Bishop Gary Gordon of Whitehorse shares a laugh with an aboriginal woman during the Truth and Reconciliation Commission's event in Vancouver.


Bishop Gary Gordon of Whitehorse shares a laugh with an aboriginal woman during the Truth and Reconciliation Commission's event in Vancouver.

October 14, 2013

Twenty-six priests, sisters, and lay people listened to tragic stories of former residential school students one-on-one and offered apologies on behalf of the Church for the crimes at the recent Truth and Reconciliation Commission event in Vancouver.

"It's not easy to listen to the pain," said Sister Denece Billesberger.

Volunteers who signed up for two-hour periods during the Sept. 18-21 healing event were available to listen to any aboriginal person who wished to speak personally to someone from the Church. Many would only speak to a priest or sister.

Catholic, Anglican, Presbyterian and United Church representatives were present.
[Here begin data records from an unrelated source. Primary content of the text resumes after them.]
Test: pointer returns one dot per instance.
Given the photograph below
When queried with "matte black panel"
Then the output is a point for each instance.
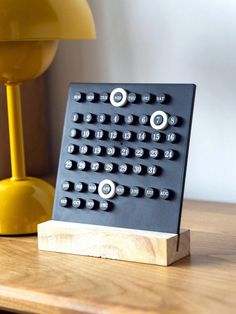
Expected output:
(156, 213)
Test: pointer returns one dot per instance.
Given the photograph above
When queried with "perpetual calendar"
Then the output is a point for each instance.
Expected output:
(124, 154)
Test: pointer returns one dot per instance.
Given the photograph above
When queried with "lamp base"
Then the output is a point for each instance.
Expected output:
(24, 204)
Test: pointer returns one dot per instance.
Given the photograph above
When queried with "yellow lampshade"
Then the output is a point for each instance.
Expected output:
(30, 20)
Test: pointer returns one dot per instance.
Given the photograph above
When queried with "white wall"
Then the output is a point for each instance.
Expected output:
(165, 41)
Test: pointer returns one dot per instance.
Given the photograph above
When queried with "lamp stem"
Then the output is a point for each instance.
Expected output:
(15, 131)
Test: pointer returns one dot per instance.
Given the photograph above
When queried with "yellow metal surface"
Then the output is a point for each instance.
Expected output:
(45, 19)
(24, 204)
(15, 132)
(21, 61)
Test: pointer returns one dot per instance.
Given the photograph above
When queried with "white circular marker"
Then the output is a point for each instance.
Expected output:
(122, 95)
(159, 120)
(107, 189)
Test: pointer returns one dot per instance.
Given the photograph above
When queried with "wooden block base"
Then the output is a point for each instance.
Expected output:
(114, 243)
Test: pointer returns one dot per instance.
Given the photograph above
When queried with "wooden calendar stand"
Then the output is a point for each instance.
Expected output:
(115, 243)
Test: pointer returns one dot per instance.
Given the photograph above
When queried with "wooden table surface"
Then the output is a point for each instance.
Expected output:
(42, 282)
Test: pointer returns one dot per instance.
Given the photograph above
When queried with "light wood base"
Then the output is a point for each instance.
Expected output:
(114, 243)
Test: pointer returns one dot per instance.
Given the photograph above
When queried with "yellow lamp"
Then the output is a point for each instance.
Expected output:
(29, 35)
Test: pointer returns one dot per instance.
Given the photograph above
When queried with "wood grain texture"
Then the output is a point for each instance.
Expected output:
(115, 243)
(33, 281)
(36, 130)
Billesberger, who organized the Catholic efforts, said volunteers received a short orientation on what to expect and how to react.
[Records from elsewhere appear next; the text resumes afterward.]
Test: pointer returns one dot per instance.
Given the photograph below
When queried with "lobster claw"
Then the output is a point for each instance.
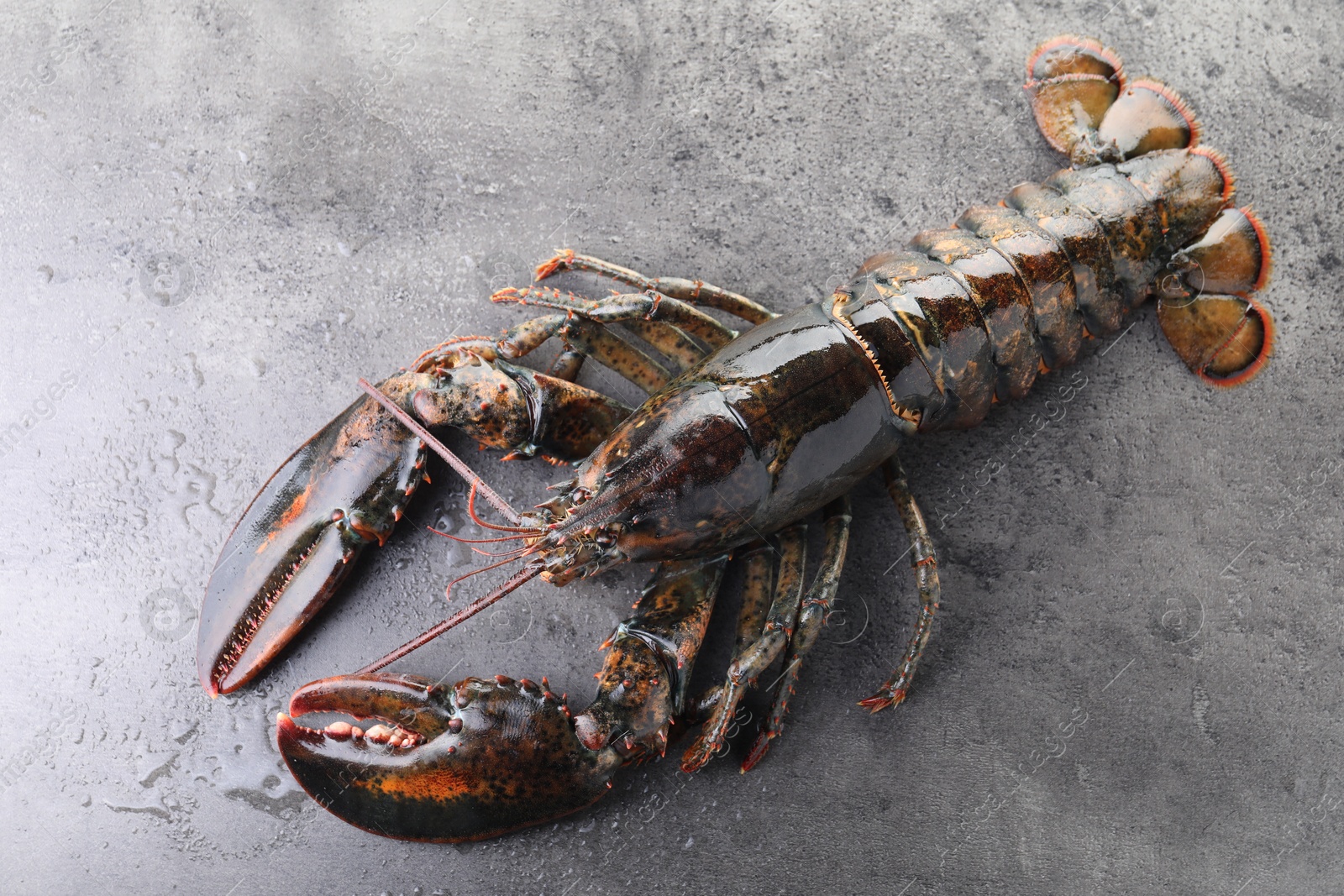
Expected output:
(468, 762)
(295, 546)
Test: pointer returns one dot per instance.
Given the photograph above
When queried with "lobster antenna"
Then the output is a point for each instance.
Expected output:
(523, 575)
(454, 461)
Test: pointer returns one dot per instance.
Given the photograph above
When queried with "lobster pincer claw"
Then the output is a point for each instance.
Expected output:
(464, 762)
(297, 542)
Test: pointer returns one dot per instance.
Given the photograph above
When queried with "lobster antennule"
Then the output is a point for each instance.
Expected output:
(454, 461)
(519, 578)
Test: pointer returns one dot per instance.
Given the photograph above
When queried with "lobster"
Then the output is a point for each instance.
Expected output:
(743, 439)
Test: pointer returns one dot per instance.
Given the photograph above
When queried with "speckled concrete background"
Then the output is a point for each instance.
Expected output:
(218, 214)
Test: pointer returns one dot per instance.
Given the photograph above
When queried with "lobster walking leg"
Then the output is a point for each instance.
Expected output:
(689, 291)
(759, 563)
(812, 617)
(754, 658)
(925, 564)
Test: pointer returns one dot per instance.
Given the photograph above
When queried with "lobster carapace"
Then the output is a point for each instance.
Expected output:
(743, 437)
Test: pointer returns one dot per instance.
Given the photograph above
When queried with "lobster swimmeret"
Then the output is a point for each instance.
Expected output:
(743, 437)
They "had some knowledge of the harm that was done and were able to listen to the pain and respond in a gentle way," she explained.
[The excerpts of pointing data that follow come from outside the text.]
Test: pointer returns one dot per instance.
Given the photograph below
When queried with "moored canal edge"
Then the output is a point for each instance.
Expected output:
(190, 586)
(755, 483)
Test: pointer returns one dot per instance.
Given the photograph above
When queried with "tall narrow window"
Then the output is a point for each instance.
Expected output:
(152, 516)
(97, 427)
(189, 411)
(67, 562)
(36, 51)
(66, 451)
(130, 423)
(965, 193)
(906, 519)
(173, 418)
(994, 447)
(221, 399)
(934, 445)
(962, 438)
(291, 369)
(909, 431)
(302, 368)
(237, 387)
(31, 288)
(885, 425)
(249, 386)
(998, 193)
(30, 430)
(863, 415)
When a native person asked to speak to her in the curtained spaces in the "Churches Listening to Survivors" area, Billesberger had to listen without becoming defensive. "I tried to respond from my heart to their heart," she recalled.

"It was an amazingly grace-filled time to be trusted by them and to hear their stories of intense grief," said Sister Fleurette Sweeney.


Sweeney spoke with four aboriginal people and found "some were very angry" with the Catholic Church. She admitted offering an apology was difficult.

"It was ignorance, not bad will, that motivated us," she stated. "It's almost overwhelming for me to realize how ignorant we (Catholics) were even to consider the government policy" and "not have the discernment power" to reject it.

She told former residential school students she was sorry the Church was "complicit through ignorance."

Near the curtained spaces was a space where up to eight native people could speak to Church representatives in a public setting. They sat in a circle and took turns speaking while passersby watched and cameras recorded.

Sister Cecelia Hudec participated in one of these gatherings. "All the feelings come up when they start to tell their story," she said.

One aboriginal woman in the circle was a student at a residential school in Cranbrook which was operated by the Sisters of Charity-Halifax, Hudec's congregation. Hudec was shocked and affected to learn this.

"I had to take a deep breath, pause and realize that I was a spokesperson for the Church," Hudec explained. "I tried to listen to her objectively and with compassion."

The woman shared her experiences with anger. Hudec offered a short apology. "I listened to you with my head and my heart and I am very sorry for what you experienced."

She added that the Catholic Church has power, which it has used for various means in the past, and expressed her hope that it use the "power of love" in the future.

Sister Roberta Mullin also encountered a former residential school student carrying hatred for the Church. He spoke to her as if she had been the cause of his pain.

The sister let him speak. "I knew he wasn't talking to me," but to his abusers, she explained.


Rennie Nahanee, First Nations ministry coordinator for the Vancouver Archdiocese, said sharing one's experiences of residential schools with a member of the Church aids in healing.

"It takes it out of the obscurity of your mind," added Hudec.

Billesberger pointed out apologies are required for healthy relationships. "If someone has caused you pain, and they do not acknowledge the fact that they have hurt you or say they are sorry, how easy is it for you to forgive and move on?"